You can also use kubectl to view violations on the cluster using the following
command:
kubectl get constraint -l policycontroller.gke.io/bundleName=cost-reliability-v2023 -o json | jq -cC '.items[]| [.metadata.name,.status.totalViolations]'
If violations are present, a listing of the violation messages per constraint can be viewed with:
kubectl get constraint -l policycontroller.gke.io/bundleName=cost-reliability-v2023 -o json | jq -C '.items[]| select(.status.totalViolations>0)| [.metadata.name,.status.violations[]?]'
Change Cost and Reliability policy bundle enforcement action
Once you've reviewed policy violations on your cluster, you can consider
changing the enforcement mode so the Admission Controller will either warn on
or even deny block non-compliant resource from getting applied to the cluster.
kubectl
Use kubectl to set the policies' enforcement action to
warn:kubectl get constraints -l policycontroller.gke.io/bundleName=cost-reliability-v2023 -o name | xargs -I {} kubectl patch {} --type='json' -p='[{"op":"replace","path":"/spec/enforcementAction","value":"warn"}]'Verify that policy constraints enforcement action have been updated:
kubectl get constraints -l policycontroller.gke.io/bundleName=cost-reliability-v2023
kpt
Run the
set-enforcement-actionkpt function to set the policies' enforcement action towarn:kpt fn eval -i gcr.io/kpt-fn/set-enforcement-action:v0.1 -- enforcementAction=warn
Apply the policy constraints:
kpt live apply
Config Sync
Operators using Config Sync to deploy policies to their clusters can use the following instructions:
Change into the sync directory for Config Sync:
cd SYNC_ROOT_DIR
Run the
set-enforcement-actionkpt function to set the policies' enforcement action towarn:kpt fn eval policies/cost-reliability-v2023 -i gcr.io/kpt-fn/set-enforcement-action:v0.1 -- enforcementAction=warn
Push changes to the Config Sync repo:
git add SYNC_ROOT_DIR/policies/cost-reliability-v2023 git commit -m 'Adding Cost and Reliability policy bundle warn enforcement' git push
Verify the status of the installation:
gcloud alpha anthos config sync repo list --project PROJECT_ID
Your repo showing up in the
SYNCEDcolumn confirms the installation of the policies.
Test policy enforcement
Create a non-compliant resource on the cluster using the following command:
cat <<EOF | kubectl apply -f -
apiVersion: v1
kind: Pod
metadata:
namespace: default
name: wp-non-compliant
labels:
app: wordpress
spec:
containers:
- image: wordpress
name: wordpress
ports:
- containerPort: 80
hostPort: 80
name: wordpress
EOF
The admission controller should produce a warning listing out the policy violations that this resource violates, as shown in the following example:
Warning: [cost-reliability-v2023-pod-resources-best-practices] Container <wordpress> must set <cpu> request.

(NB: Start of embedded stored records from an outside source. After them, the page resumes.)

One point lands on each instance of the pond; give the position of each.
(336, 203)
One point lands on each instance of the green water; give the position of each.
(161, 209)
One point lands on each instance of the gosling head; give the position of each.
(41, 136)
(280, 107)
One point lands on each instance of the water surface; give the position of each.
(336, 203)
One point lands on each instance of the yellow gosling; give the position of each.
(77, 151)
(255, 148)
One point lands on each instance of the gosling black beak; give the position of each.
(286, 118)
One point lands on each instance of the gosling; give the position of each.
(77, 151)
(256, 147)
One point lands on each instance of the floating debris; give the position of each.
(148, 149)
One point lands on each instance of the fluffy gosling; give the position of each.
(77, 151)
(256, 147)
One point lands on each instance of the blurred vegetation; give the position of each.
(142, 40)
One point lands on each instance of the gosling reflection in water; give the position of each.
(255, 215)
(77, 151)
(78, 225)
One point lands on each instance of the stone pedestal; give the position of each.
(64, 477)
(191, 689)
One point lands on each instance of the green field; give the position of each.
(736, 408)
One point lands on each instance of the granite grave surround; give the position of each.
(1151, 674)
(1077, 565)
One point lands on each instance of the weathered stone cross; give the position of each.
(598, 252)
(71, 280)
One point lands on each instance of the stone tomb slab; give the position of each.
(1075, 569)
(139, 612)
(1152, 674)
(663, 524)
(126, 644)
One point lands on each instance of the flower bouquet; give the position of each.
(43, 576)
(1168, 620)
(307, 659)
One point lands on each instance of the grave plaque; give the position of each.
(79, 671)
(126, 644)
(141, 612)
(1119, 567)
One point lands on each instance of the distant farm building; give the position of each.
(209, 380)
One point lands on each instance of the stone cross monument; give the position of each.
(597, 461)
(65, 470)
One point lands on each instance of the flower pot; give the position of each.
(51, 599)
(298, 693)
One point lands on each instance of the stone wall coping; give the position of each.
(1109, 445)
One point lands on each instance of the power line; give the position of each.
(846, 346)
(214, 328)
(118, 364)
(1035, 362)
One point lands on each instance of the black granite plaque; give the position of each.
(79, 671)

Warning: [cost-reliability-v2023-pod-resources-best-practices] Container <wordpress> must set <memory> request. Warning: [cost-reliability-v2023-required-labels] This app is missing one or more required labels: `environment`, `team`, and `app`. Warning: [cost-reliability-v2023-restrict-repos] container <wordpress> has an invalid image repo <wordpress>, allowed repos are ["gcr.io/gke-release/", "gcr.io/anthos-baremetal-release/", "gcr.io/config-management-release/", "gcr.io/kubebuilder/", "gcr.io/gkeconnect/", "gke.gcr.io/"] pod/wp-non-compliant created
Remove Cost and Reliability policy bundle
If needed, the Cost and Reliability policy bundle can be removed from the cluster.
kubectl
Use kubectl to remove the policies:
kubectl delete constraint -l policycontroller.gke.io/bundleName=cost-reliability-v2023
kpt
Remove the policies:
kpt live destroy
Config Sync
Operators using Config Sync to deploy policies to their clusters can use the following instructions:
Push changes to the Config Sync repo:
git rm -r SYNC_ROOT_DIR/policies/cost-reliability-v2023 git commit -m 'Removing Cost and Reliability policies' git push
Verify the status:
gcloud alpha anthos config sync repo list --project PROJECT_ID
Your repo showing up in the
SYNCEDcolumn confirms the removal of the policies.